Isso quer dizer que eles mentem sobre os perigos da inteligência artificial? Não. Empregos devem ser perdidos mesmo e, eventualmente, a IA pode ser usada em uma guerra. Máquinas não têm empatia e se são ordenadas a fazer algo, com certeza farão, se puderem.

O problema é a aparente incoerência de ver quem desenvolve a tecnologia avisar dos terríveis perigos de uma colisão de trem e, ao mesmo tempo, jogar mais carvão na fogueira para acelerar a velocidade da locomotiva.

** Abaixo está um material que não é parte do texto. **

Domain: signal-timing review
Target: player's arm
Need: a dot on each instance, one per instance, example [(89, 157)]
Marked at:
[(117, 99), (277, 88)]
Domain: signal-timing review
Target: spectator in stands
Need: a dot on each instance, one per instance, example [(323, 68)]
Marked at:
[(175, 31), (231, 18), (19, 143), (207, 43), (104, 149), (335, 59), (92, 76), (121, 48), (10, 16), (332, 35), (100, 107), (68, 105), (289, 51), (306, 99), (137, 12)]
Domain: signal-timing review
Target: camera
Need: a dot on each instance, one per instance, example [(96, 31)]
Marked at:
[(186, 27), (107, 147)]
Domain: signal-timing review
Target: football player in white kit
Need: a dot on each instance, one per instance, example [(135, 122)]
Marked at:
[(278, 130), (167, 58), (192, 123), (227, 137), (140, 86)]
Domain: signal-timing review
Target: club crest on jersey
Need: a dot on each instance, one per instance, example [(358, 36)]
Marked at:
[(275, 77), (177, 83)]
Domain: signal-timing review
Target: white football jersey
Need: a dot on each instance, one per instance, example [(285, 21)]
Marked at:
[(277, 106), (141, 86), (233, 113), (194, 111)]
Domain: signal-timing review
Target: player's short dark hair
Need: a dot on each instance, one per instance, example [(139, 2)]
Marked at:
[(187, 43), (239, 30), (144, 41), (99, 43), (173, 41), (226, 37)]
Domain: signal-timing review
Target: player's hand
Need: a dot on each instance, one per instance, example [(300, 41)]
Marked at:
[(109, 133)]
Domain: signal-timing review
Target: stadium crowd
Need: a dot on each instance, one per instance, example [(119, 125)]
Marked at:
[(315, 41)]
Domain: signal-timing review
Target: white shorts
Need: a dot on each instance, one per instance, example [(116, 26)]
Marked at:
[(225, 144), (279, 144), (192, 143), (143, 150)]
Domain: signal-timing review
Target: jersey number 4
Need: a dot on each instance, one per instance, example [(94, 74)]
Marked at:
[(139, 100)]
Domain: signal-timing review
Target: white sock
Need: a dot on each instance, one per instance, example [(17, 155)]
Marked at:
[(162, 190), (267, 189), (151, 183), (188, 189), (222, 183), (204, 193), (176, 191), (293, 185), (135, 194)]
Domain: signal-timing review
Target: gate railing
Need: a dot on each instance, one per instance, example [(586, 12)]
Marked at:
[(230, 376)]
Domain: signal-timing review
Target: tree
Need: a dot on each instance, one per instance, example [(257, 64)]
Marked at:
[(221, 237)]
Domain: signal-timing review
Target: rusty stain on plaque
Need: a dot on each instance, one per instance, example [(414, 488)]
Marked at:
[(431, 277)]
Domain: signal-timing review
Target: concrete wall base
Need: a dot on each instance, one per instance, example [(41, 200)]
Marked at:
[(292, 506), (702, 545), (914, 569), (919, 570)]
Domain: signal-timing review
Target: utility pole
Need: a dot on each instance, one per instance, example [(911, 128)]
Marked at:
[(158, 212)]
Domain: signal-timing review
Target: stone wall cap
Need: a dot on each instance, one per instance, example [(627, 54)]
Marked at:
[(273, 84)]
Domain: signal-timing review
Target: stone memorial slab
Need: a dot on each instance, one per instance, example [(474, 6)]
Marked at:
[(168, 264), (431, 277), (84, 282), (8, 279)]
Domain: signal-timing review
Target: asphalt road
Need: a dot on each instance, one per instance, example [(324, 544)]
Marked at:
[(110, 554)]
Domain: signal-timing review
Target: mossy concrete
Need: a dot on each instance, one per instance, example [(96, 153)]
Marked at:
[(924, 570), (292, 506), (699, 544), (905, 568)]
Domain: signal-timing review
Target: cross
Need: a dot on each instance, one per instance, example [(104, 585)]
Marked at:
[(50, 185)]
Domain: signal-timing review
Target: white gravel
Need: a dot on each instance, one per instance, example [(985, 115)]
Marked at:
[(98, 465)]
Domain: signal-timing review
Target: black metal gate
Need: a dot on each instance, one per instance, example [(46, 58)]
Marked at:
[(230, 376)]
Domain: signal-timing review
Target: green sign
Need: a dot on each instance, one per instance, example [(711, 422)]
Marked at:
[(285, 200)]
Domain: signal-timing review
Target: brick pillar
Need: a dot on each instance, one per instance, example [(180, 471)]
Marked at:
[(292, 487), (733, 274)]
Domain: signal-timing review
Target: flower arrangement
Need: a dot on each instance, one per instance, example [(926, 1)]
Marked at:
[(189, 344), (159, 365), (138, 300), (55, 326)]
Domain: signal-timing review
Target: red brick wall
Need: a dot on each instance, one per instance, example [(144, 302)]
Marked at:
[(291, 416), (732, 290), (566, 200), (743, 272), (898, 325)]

Ao manter a preocupação para um cenário posterior — que mal existe —, os responsáveis pelas inteligências artificiais acabam direcionando o foco, decidindo qual aspecto de sua tecnologia é a conversa da vez.

A impressão é que eles estão tentando acelerar ao máximo o desenvolvimento enquanto não existe regulação para, quando as leis surgirem, argumentarem que "não dá mais para voltar atrás".